Oil Prices Hurt U.S., But Less Than in 1970s

WASHINGTON -- As members of the Organization of the Petroleum Exporting Countries head for Vienna, Austria, to consider Monday raising crude oil production, U.S. oil prices are soaring and OPEC is to blame.

The prospects of $2 per gallon (3.8 liters) gasoline this summer is real. So where's the outrage and crisis command center?

Twenty years ago, then-U.S. President Jimmy Carter, confronted with an oil price run-up, told the nation it faced "the moral equivalent of war." He set the machinery of government to work with price controls and gas rationing that produced blocks-long lines at filling stations.

Today, U.S. Energy Secretary Bill Richardson calls Saudi Arabia - the linchpin of any pricing strategy by the OPEC - America's good friend and ally. He argues that the market should rule and that quiet diplomacy is the answer.

"We must be prudent, not overreact," he tells lawmakers.

The world has indeed changed. Today's oil and gasoline price shocks have little in common with the Arab oil embargo of 1973 and the price upheavals of the Carter years in the late 1970s and into 1981.

"In the '70s, what happened with oil prices was highly charged and triggered by geopolitics and nationalism. It was seen as consumer vs. producer, North vs. South, retribution for decades of exploitation," said Daniel Yergin, chairman of Cambridge Energy Research Associates and author of the "The Prize," a Pulitzer prize-winning history of the oil industry.

"Now the politics and spirit of confrontation has drained out of the oil markets," Yergin said in an interview. "It's much more a business of buying and selling to make profits as opposed to trying to score political shots."

Robert Ebel, an energy and national security expert at the Center for Strategic and International Studies, said even OPEC's most militant factions today "understand they need us just as badly as we need them."

"We give value to their oil," said Ebel.

That's what triggered the latest oil crisis: The price of oil in 1998 had plummeted dangerously low as producers, led by Saudi Arabia, boosted production in anticipation of growing demand from Asia just as the Asian economy took a dive. The resulting oil glut drove prices to less than $10 a barrel and prompted OPEC and other producers such as Mexico and Norway to cut production. Prices quickly tripled.

That contrasts sharply to the 1970s oil crisis, when the 1973 embargo was in Arab retaliation to U.S. support of Israel, and in 1979 when religious revolutionaries in Iran overthrew the shah, cut off its oil spigot and kept 52 Americans hostage for 444 days.

It was a time when many economists and environmentalists feared oil prices of $80 a barrel or more would soon become a permanent part of the economic landscape. Some worried erroneously that the world was running out of oil. And the energy efficiency movement had yet to catch on.

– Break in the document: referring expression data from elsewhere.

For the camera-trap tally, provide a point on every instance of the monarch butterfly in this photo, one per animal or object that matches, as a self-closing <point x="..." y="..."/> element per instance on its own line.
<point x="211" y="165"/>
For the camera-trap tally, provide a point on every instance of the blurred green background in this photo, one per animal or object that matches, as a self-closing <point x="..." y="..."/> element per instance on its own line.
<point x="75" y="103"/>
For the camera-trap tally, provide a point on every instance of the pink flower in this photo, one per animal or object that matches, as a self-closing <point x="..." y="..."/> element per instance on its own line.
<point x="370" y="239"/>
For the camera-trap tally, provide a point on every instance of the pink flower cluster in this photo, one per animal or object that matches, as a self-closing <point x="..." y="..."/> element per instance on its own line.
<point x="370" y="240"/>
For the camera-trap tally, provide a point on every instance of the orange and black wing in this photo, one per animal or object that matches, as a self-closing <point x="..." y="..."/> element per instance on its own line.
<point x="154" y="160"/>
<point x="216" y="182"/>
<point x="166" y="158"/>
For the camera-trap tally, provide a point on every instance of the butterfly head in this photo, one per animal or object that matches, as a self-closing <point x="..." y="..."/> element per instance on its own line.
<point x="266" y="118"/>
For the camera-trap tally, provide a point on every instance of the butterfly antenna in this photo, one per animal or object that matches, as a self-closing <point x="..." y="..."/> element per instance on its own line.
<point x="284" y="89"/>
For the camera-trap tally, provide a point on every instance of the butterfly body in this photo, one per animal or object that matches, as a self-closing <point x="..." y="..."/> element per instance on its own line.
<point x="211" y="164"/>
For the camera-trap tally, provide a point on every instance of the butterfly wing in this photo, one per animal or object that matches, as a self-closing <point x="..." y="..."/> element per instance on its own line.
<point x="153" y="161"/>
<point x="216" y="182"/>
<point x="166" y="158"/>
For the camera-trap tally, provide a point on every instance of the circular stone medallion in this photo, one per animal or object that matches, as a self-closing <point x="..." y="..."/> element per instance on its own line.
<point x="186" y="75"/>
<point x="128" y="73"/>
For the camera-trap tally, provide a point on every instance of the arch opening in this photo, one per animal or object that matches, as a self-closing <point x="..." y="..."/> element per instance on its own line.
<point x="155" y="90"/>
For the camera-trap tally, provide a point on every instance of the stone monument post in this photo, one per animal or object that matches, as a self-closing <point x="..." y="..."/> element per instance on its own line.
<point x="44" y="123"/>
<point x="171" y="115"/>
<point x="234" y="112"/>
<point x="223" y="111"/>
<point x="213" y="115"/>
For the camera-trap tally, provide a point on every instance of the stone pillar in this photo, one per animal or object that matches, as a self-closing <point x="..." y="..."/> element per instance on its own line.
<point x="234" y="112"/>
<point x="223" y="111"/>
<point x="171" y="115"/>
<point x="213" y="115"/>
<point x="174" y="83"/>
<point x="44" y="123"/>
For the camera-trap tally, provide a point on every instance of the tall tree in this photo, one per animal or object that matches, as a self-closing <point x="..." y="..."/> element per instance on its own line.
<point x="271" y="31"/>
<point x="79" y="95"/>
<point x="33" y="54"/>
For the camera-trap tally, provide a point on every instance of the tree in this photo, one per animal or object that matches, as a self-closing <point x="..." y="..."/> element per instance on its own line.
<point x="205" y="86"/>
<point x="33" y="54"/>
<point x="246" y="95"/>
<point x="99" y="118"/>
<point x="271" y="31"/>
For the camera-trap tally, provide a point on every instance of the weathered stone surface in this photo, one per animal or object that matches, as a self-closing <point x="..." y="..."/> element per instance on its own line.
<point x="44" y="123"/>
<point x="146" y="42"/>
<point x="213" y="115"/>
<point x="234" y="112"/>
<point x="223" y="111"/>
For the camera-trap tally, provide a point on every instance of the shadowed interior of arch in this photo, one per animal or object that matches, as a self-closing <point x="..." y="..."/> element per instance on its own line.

On top of that, economic times were tough - made tougher by the oil price surge that peaked at $39 a barrel in 1981: double-digit interest rates, a 9 percent inflation rate and unemployment approaching 8 percent.

The crisis mentality prompted a series of government actions that most economists now acknowledge made things worse: gas rationing, price controls and a heavy hand of regulation, interfering in the energy markets.

Today, an economic boom has drowned out the grumbling from the gas pumps. In February, Americans went on a buying binge, even as Northeast heating oil prices surged. By March, gas prices averaged $1.57 nationwide, but the stock market continued moving higher.

"Economic times are good. There's not a great sense of crisis mentality. There's a sense of let's not get tied up in knots here," said Paul Portnoy, an economist and president of Resources for the Future, a Washington research center.

While prices may go still higher this summer, almost two-thirds of those asked in a recent CNN-USA Today-Gallup poll said they believe the high prices will be temporary.

More oil is imported today, 56 percent, than in 1973, 35 percent. But less of it is concentrated in the Middle East. More important, say economists, the United States is less dependent on oil today. Once widely used by industry, at power plants and for heating, oil now plays a modest role in non-transportation sectors.

Two decades ago, oil purchases amounted to 8 percent of all the goods and services purchased by Americans, compared with 3 percent today, the Energy Department says.

Even in transportation, where oil still dominates, there have been dramatic changes.

"We're using more gasoline," acknowledged John DeCicco of the American Council for an Energy Efficient Economy. But because of efficiency improvements, it's a lot cheaper in terms of kilometers traveled.

While $2 gasoline may bring sticker shock, DeCicco said, motorists today, even after the latest price surge, are paying 5 cents a kilometer for gasoline. In 1973, they were paying 7.5 cents a kilometer, and in 1979, 10 cents, both figures adjusted for inflation.

In 1970, the average car got 5.6 kilometers per liter said DeCicco. Today, even with the popularity of gas-guzzling sports utility vehicles, the average is 8.1 kilometers per liter.